The prairies are great at producing talent but not so good at generating fame, which might be why homegrown film genius Roman Kroitor isn't better known. Former Winnipegger Matthew Rankin is out to change that. The filmmaker and film scholar will be introducing a program of Kroitor's works at the Cinematheque, Friday, January 4th at 7:00 p.m. (Admission is free.)
Kroitor, who died last September at the age of 85, was an endlessly innovative filmmaker who combined technical genius with creative curiosity. His early, groundbreaking documentary work for the NFB and the CBC was a huge influence on the Direct Cinema, or cinéma vérité, in North America. Later, he became a co-creator of the IMAX system, as well as developing technology to fuse the intimacy of hand-drawn animation with the possibilities of 3D.
Kroitor has a strong connection with our city: He was born in Yorkton, Saskatchewan but as a kid moved to Winnipeg and attended high school and university here before heading east. One of his first iconic works, Paul Tomkowicz: Street-railway Switchman (1952), is a quintessentially Winnipeg film.

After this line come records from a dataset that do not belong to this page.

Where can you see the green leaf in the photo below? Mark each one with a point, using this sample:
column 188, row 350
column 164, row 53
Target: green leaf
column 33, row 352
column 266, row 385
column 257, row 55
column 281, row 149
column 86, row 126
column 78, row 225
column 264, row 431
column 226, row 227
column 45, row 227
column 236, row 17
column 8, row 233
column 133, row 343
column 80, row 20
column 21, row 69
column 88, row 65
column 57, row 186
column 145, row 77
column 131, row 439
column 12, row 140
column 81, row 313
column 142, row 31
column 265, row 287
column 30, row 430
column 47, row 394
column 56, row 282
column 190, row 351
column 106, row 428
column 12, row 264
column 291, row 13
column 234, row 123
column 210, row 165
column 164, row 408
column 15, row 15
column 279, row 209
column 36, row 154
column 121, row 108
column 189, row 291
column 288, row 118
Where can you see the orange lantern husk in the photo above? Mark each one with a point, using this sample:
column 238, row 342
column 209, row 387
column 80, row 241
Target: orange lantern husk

A short documentary about a 64-year-old Polish-born Canadian whose job is to sweep and salt the streetcar tracks in the middle of winter, it has a simple, slice-of-life immediacy. ("It's hard work, but I am a healthy man. I eat lots of fat," says Tomkowicz in his stoic voiceover.)
But it's also an incredibly elegant work, with beautifully composed shots-- made up of snow and streetlights and the blackness of night - that unfold into an indelible sense of place and personality.
Universe (1961) uses special effects and animation to journey from Earth to the outer reaches of space. This is still a way cool film -- precise, stately and just a bit trippy. Fifty years ago, it would have been mind-blowing. In fact, the film did blow the mind of Stanley Kubrick, who drew on its look for 2001: A Space Odyssey.
Lonely Boy (1962) is not only a gorgeous period piece but a fascinating, completely current look at the cult of celebrity. The teen heartthrob who is sending crowds of bobbysoxers into screaming fits happens to be the 20-year-old Ottawa-born Paul Anka, but it could just as easily be Justin Bieber.
Kroitor's pioneering use of lightweight handheld cameras and portable sync-sound in this film helped create a casual, intimate, on-the-fly approach, which could catch subjects seemingly unaware and bring viewers right into the scene. This method is now ubiquitous - its idiot child is Reality TV - but Kroitor's work in the 1960s was revolutionary, influencing the whole documentary genre, especially "rockumentaries," from D.A. Pennebaker's Don't Look Back to, well, This is Spinal Tap.